Pioveva e Luì passeggiava, la sedia ormai lontana insieme ai suoi portantini lasciò spazio a quel silenzio umido. Silenzio fuori, silenzio dentro, silenzio tutt'attorno, inquietante per molti, as usually per Luì, il silenzio della sera si dimostrò ancora una volta il più fidato dei compagni (cavoli questa nemmeno Pascoli l'avrebbe scritta meglio!). 

Molti anni prima una donna di nessuna importanza ma con cui avrebbe avuto a che fare giocoforza per tanto tempo ancora, gli disse: "Ho vissuto molto, forse pure troppo, ho ballato scalza, ho bevuto vodka e respirato eccessi, ora voglio solo normalità". Mentiva, aveva vissuto molto sì ma non cercava la normalità, cercava solo la comodità, Luì invece no, della comodità se ne era sempre strafottuto le balle, Luì cercava solo un'emozionata ed emozionante unicità. Cercava unicità e aveva trovato il silenzio, il silenzio e l'insonnia.. probabilmente più di qualcosa era andato storto.

Il rischio vero per le persone come Luì è di abituarcisi a quel silenzio, è di abituarcisi a quell'insonnia, è di abituarcisi a quell'assenza di unicità pur continuando a cercarla come un matto e sempre nella stessa direzione.
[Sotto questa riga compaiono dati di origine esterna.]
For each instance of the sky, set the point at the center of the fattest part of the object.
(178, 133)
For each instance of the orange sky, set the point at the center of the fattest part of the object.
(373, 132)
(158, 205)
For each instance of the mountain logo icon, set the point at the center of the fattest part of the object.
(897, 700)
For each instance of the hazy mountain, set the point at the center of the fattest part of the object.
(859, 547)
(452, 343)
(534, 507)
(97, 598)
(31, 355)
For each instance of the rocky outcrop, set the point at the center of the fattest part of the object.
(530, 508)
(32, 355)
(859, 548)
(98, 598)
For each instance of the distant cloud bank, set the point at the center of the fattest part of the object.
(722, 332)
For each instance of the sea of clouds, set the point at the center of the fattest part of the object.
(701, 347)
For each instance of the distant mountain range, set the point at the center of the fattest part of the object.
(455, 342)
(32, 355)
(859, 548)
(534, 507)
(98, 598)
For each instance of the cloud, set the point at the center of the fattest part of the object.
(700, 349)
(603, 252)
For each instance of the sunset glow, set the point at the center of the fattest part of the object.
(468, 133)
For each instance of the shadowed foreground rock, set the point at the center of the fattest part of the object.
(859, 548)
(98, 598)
Il rischio vero per le persone come Luì è di non avere più voglia di correre il rischio di regalare pezzetti di sé a chi non vuole scoprire l'insieme e te lo dice quando è troppo tardi.
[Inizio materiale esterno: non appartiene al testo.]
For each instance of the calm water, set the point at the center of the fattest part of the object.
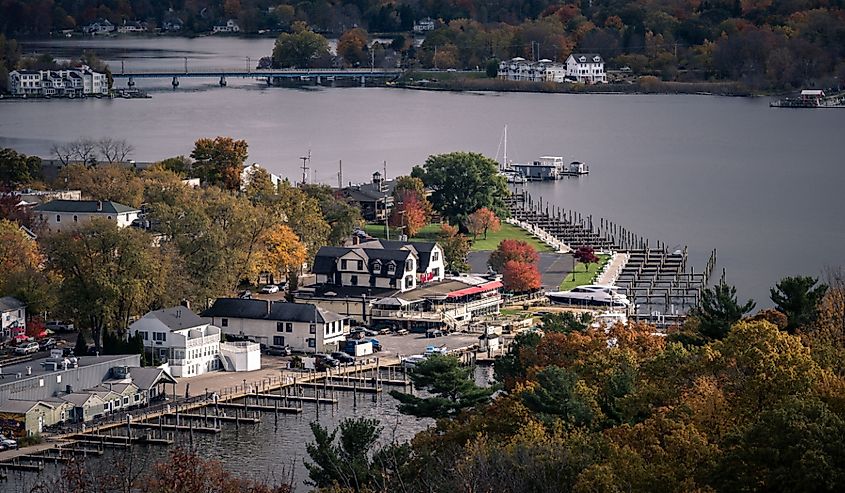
(761, 185)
Insieme, è una parola bellissima, alle elementari la odiavo con tutti quei finito-infinito-vuoto-disgiunto, poi crescendo, ma crescendo parecchio, ho iniziato ad apprezzarne la potenza, se oggi dovessi dare una definizione di insieme direi: "un insieme è un raggruppamento di quattro piedi che si avvicinano sfiorandosi sotto una coperta calda tendente all'infinito".

La domanda vera a questo punto però è un'altra: "ma la sedia a dondolo, quei due, dove l'avranno portata?"